Sorting Nucleotide BLAST results with the functions “Query Cover” and “Ident”; and disparity index test.

The linked DNA sequences of the samples were aligned using the Nucleotide BLAST tool in the GenBank database (https://blast.ncbi.nlm.nih.gov/Blast.cgi). The results were sorted with two functions: by “Query Cover” and by “Ident,” which follows the highest query coverage percentage and identity matching percentage, respectively. Identity of the top three microorganisms shown through these two different sorting methods was compared. Meanwhile, to perform the test of homogeneity of substitution patterns, that is, the disparity index test, the linked DNA sequences were trimmed to start with an identical strand of nucleotides at the earliest available position in the 18S gene, and ends similarly at the farthest available position at the 28S gene. Two nucleotide strands that mark the end of 18S gene and the beginning of 28S gene were also selected based on the GenBank Sarcocystis species sequences used for primer design (Supplemental Data S2). These four strands of nucleotides (double underlined in Supplemental Data S4) were used to divide the linked DNA into partial 18S gene, complete ITS1 to ITS2 genes (including ITS1, 5.8S, and ITS2), and partial 28S gene. The trimmed and segmented sequences of the samples were first aligned in MEGA 7 software. The disparity index test was then performed using the “use all sites” option. A test value of ≤ 0.05 means that the pairwise samples have significantly different substitution patterns.

RESULTS AND DISCUSSION

Six of the 28 Sarcocystidae-positive environmental samples that produced average to good band intensity from PCR using the primer set 18S S5 F-28S R6 R were subjected to cloning or nested PCR. This yielded five linked DNA sequences: WFMax1B from a nested PCR of the purified primary PCR product; J1.11 from Lucigen cloning (Nested-PCR); and C2.5, C2.1, and C1.9 from NEB cloning (Re-PCR, refer Supplemental Data Figure 3). These sequence data have been submitted to GenBank with the numbers of MH590233, MH590230, MH590232, MH590231, and MH567098, and their multiple sequence alignments are shown in Supplemental Data S4. Nucleotides of each adjacent segment in a linked DNA sequence overlapped for at least 250 bp (Supplemental Data S5).

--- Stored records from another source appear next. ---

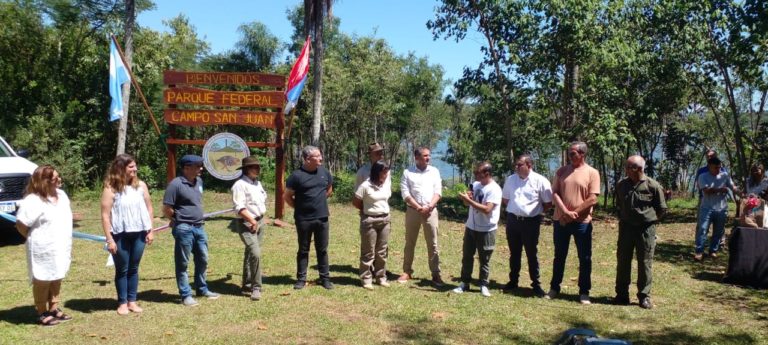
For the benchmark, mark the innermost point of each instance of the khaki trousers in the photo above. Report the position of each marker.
(46, 294)
(413, 222)
(374, 238)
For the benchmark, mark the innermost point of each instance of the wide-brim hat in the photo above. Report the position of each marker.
(191, 160)
(250, 161)
(375, 147)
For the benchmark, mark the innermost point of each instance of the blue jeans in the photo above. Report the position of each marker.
(305, 229)
(130, 248)
(190, 239)
(717, 218)
(582, 235)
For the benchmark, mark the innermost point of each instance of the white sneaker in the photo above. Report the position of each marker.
(462, 287)
(484, 291)
(584, 299)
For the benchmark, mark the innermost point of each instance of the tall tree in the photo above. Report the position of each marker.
(130, 19)
(315, 14)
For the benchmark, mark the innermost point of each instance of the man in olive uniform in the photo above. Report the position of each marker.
(641, 204)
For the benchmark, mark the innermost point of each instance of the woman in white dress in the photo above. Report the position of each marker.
(126, 218)
(45, 219)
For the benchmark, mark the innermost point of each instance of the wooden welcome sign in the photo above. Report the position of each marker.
(214, 107)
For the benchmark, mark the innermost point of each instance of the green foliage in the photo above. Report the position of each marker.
(343, 187)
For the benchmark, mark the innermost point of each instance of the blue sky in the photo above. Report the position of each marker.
(402, 23)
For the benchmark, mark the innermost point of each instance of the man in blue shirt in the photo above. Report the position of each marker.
(183, 205)
(715, 185)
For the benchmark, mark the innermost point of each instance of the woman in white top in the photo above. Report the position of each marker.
(45, 219)
(756, 182)
(126, 217)
(371, 198)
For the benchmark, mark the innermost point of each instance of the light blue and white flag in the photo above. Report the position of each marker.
(118, 75)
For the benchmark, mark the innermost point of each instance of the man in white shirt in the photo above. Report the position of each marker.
(484, 203)
(527, 196)
(421, 188)
(250, 203)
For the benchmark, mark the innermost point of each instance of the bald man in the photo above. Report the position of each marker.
(640, 200)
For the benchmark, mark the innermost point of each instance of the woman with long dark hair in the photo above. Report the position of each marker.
(45, 219)
(372, 199)
(126, 217)
(757, 182)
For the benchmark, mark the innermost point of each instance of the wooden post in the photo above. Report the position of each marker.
(171, 168)
(280, 166)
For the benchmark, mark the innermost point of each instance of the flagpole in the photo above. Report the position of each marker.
(136, 84)
(290, 123)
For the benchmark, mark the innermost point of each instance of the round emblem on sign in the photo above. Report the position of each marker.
(222, 155)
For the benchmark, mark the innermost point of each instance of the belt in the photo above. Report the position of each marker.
(521, 218)
(378, 215)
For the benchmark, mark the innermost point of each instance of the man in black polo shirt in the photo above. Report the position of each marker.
(307, 191)
(183, 205)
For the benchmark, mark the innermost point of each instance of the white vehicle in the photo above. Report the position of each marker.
(15, 171)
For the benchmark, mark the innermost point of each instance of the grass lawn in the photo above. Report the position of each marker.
(692, 306)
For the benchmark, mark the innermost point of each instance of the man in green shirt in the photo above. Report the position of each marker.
(640, 200)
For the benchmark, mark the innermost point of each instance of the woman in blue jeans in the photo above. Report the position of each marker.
(126, 217)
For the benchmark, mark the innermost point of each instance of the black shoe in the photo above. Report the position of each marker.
(645, 303)
(621, 300)
(510, 286)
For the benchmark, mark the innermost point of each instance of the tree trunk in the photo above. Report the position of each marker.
(130, 17)
(317, 71)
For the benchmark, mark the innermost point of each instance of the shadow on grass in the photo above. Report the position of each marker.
(664, 336)
(679, 215)
(90, 305)
(344, 279)
(431, 330)
(278, 280)
(224, 286)
(20, 315)
(8, 234)
(449, 208)
(680, 254)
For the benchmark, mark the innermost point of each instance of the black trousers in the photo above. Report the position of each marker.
(483, 243)
(305, 229)
(523, 233)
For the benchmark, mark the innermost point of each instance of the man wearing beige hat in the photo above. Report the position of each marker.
(375, 153)
(250, 203)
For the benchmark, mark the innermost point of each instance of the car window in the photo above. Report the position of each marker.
(4, 151)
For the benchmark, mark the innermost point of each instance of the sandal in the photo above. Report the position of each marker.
(59, 315)
(47, 319)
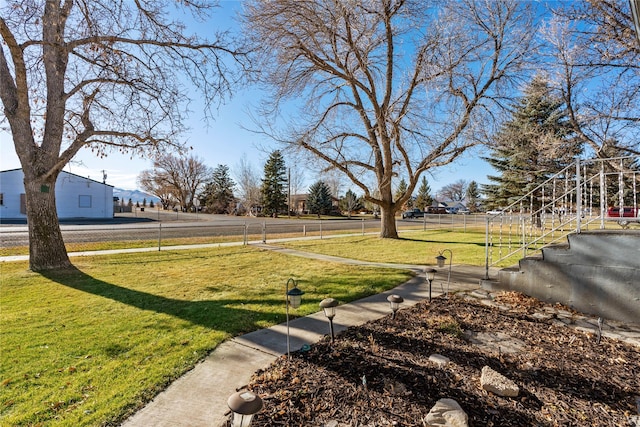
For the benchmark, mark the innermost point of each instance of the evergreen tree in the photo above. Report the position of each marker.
(273, 184)
(319, 199)
(535, 143)
(424, 199)
(218, 193)
(402, 188)
(350, 203)
(473, 195)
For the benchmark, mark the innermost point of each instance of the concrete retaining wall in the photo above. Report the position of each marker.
(597, 273)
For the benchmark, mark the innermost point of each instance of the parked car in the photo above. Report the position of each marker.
(629, 215)
(436, 209)
(627, 212)
(413, 213)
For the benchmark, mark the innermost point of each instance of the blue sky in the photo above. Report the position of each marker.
(222, 141)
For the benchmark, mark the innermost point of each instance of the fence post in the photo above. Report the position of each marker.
(603, 192)
(524, 238)
(578, 197)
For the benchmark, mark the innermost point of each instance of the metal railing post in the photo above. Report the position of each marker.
(486, 250)
(578, 197)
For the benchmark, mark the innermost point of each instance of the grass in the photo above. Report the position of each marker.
(419, 247)
(89, 346)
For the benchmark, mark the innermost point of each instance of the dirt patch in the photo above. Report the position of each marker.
(379, 374)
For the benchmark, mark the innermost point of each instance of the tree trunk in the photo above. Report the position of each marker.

Discrepancies of identity when Nucleotide BLAST results were sorted differently using the “Query Cover” and “Ident” functions.

Table 1 presents the potential identities of these five linked DNA sequences as sorted by the descending values of “Query Cover” and “Ident” functions, respectively, in GenBank. The top three identities of the sequences were found to “change” with the two functions. For sequence C2.5, C2.1, and C1.9, the identities even changed to a different genus. For sequence J1.11, although the top matching species remained the same, the percentage of identity matching actually “dropped” from 99% to 96% when sorting was switched from the function “Ident” to “Query Cover.” These discrepancies happened because there are not many reported long sequences in the database that contain more than one gene to be used for the sequence alignments. By contrast, the “Ident” sorting produced apparently high percentage of identity matching through alignments to the 18S gene, which are yet to be “challenged” by longer sequences that contain more hypervariable regions from other marker genes. In the case of the Sarcocystis genus, some long sequences that span from partial 18S to 28S are available in GenBank, but they are vastly outnumbered by shorter sequences of single genes. Longer DNA sequences would theoretically provide more information for species identification and overcome phylogeny “blind spot” to enable phylogeny analysis with assurance. This can be achieved by amplifying the whole mitochondrial genome,21 or the ribosomal RNA genes from the 18S to the 28S rRNA genes, as presented here. Nucleotide BLAST results should always be sorted using both the “Query Cover” and “Ident” functions to check for any changes in matching identity.

Table 1

Potential identities of samples based on the top three rankings sorted by the “Query Cover” and “Ident” functions in GenBank

Top three rankings of potential identities in GenBank
Sorted with descending order of “Query Cover”Sorted with descending order of “Ident”
SampleQuery cover (%)Identity to sample (%)Microorganism*Accession numberQuery Cover (%)Identity to sample (%)Microorganism*Accession number
WFMax1B (3,902 bp)6791S. zamaniKU244528.15793S. singaporensisKU341123.1
6789S. zuoiKU341120.13292S. sp. ex Morelia viridisKC201640.1
5793S. singaporensisKU341123.16290S. zuoiKU341121.1
 J1.11 (3,979 bp)8896S. singaporensisKU341123.13299S. singaporensisKY513624.1
7496S. zamaniKU244528.17496S. zamaniKU244528.1
7395S. zuoiKU341120.16396S. zuoiKU341121.1
 C2.5 (4,003 bp)8487B. besnoitiDQ227420.13399G. szekelyiGU479656.1
6694T. gondiiX75453.13298G. koertingiGU479647.1
4094H. hammondiAH008381.23198G. pannonicaGU479642.1
 C2.1 (4,164 bp)8188B. besnoitiDQ227420.13198G. janaeGU479644.1
7594T. gondiiX75453.13098G. pannonicaGU479642.1
3694I. belliDQ060661.23098G. koertingiGU479647.1
 C1.9 (4,053 bp)8088B. besnoitiDQ227420.12898G. pannonicaGU479642.1
7394T. gondiiX75453.12897G. janaeGU479644.1
3494I. belliDQ060661.22897G. koertingiGU479647.1

* Genus names: B = Besnoitia; G = Goussia; H = Hammondia; I = Isospora; S = Sarcocystis; T = Toxoplasma.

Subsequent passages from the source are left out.